To: "Nolan" <opposumking@verizon.net>, "shop-talk" <shop-talk@autox.team.net>
Subject: Re: [Shop-talk] An off shoot of the Toyota debacle.....
From: "Eric J Russell" <ejrussell@mebtel.net>
Date: Sat, 6 Feb 2010 21:17:24 -0500
Since we're drifting off topic I've decided to chime in.

I've driven lots of gasoline engined vehicles and some diesel engined 
vehicles. Although not exactly apples to apples I can compare a gas engine 
3/4 ton pick up w manual transmission & gas engine (Chevy C-20) to a 3/4 ton 
pick up w manual transmission & diesel engine (Ford F250).

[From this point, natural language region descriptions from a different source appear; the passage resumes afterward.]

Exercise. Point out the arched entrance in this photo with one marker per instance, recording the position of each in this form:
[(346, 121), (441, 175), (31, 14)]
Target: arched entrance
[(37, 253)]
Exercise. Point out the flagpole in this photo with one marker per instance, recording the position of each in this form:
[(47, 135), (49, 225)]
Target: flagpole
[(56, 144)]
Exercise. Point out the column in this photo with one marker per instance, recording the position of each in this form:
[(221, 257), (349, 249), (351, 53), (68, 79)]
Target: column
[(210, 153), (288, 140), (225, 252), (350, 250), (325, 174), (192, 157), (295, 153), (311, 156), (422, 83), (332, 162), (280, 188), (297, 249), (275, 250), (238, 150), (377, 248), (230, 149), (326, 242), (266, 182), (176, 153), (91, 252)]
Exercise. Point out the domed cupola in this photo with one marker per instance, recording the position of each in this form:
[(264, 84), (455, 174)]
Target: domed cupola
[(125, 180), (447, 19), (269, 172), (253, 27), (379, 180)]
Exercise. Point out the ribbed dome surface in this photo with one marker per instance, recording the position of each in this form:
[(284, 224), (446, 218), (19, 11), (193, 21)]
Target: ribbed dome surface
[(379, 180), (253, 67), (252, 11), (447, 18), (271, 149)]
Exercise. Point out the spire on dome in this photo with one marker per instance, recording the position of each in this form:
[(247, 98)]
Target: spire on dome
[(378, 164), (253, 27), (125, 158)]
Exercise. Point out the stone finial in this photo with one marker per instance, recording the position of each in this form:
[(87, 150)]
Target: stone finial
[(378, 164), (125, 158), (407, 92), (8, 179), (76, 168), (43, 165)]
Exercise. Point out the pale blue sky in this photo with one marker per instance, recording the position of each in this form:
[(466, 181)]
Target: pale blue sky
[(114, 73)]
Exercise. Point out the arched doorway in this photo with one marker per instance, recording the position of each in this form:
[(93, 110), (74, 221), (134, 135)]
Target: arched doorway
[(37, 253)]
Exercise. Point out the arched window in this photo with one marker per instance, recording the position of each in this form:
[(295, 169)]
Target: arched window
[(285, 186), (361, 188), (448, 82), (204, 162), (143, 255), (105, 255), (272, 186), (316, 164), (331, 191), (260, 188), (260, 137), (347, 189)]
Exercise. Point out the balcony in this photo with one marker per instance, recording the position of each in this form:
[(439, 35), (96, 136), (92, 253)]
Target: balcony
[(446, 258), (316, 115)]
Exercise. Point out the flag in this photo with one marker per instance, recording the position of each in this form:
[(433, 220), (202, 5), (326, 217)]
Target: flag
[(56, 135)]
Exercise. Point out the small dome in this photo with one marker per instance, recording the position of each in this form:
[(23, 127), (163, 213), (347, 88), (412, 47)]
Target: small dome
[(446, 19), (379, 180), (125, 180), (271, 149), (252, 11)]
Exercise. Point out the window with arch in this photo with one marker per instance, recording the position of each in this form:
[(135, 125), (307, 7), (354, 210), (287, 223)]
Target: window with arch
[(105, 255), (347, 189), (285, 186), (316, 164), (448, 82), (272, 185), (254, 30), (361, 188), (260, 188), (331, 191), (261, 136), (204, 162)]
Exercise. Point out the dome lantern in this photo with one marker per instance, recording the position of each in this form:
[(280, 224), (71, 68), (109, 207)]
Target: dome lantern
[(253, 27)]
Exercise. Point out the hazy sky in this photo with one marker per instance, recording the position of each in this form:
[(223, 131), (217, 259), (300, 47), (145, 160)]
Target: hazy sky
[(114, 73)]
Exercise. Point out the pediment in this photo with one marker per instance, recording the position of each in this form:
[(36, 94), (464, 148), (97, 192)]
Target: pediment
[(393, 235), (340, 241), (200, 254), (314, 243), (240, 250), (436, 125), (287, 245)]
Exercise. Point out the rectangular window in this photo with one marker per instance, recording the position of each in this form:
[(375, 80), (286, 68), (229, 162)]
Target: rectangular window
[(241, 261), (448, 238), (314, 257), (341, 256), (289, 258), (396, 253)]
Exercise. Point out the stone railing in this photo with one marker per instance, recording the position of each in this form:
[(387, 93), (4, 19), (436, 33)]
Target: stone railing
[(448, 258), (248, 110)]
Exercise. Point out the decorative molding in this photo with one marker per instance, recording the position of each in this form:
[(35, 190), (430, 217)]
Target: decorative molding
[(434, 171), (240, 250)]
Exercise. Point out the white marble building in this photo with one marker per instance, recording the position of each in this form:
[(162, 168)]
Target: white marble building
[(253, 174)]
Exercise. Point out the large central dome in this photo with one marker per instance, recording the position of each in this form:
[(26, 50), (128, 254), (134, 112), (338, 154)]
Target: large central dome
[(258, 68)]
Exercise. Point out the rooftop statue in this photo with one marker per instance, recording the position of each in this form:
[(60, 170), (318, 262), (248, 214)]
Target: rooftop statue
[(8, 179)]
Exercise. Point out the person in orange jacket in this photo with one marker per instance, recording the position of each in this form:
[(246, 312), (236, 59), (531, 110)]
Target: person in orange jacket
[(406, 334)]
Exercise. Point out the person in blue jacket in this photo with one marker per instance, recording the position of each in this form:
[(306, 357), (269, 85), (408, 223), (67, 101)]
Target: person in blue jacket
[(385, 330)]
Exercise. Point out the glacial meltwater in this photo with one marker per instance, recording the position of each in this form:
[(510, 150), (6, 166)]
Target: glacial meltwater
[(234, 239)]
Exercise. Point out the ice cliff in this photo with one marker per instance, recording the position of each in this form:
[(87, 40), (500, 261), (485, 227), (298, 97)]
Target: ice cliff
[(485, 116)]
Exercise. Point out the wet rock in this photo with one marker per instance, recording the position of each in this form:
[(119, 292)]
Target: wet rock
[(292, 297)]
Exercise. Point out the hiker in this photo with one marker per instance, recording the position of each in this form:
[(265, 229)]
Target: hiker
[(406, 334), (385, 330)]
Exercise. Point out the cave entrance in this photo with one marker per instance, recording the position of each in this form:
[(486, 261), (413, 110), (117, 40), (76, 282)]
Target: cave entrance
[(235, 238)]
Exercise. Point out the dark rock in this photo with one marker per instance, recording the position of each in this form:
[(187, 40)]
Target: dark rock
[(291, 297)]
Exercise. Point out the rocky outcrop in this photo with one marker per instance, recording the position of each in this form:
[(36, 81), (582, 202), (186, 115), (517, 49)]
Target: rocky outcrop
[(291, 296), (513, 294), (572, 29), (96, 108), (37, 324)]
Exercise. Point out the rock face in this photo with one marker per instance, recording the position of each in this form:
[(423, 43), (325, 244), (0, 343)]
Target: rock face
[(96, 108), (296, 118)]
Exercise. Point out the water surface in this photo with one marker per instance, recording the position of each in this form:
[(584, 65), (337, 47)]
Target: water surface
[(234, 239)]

The gas engine pick ups have much more 'engine braking'. When I first bought 
a diesel engined pick up (83 Ford F-250) I wondered if something was wrong 
because it didn't slow down as much as I expected when I'd let off the 
'throttle'* or down shifted.

* A gas engine is throttled. Closing the throttle causes the intake vacuum 
to rise and the braking effect is the engine working against the vacuum. A 
diesel engine does not have a throttle. The intake is wide open. The 
'throttle' pedal actually varies how much fuel is injected. Taking your foot 
off the pedal merely reduces/stops fuel injection. The intake remains wide 
open (no intake vacuum) **unless** the engine is equipped with a 'Jake's 
Brake'. See: http://en.wikipedia.org/wiki/Jake_brake

<quote>In a gasoline engine, some engine braking is provided during 
closed-throttle operation due to the work required to maintain intake 
manifold vacuum, the balance coming from internal friction of the engine 
itself. Diesel engines, however, do not throttle air intake and hence do not 
provide engine braking from throttling losses.</quote>

Eric Russell
Mebane, NC
http://home.mebtel.net/~ejrussell
----- Original Message ----- 
From: "Nolan"

> You're right, it's not 100% and 0%.  There is some force that can go the
> other way.  I don't know the effectiveness ratio.  I do know it's not
> much.  I've never driven a gasoline engined vehicle that had much engine
> braking, even with a manual transmission.  The engine is way too low in
> compression to give much.  A diesel, yes.  That's a different critter.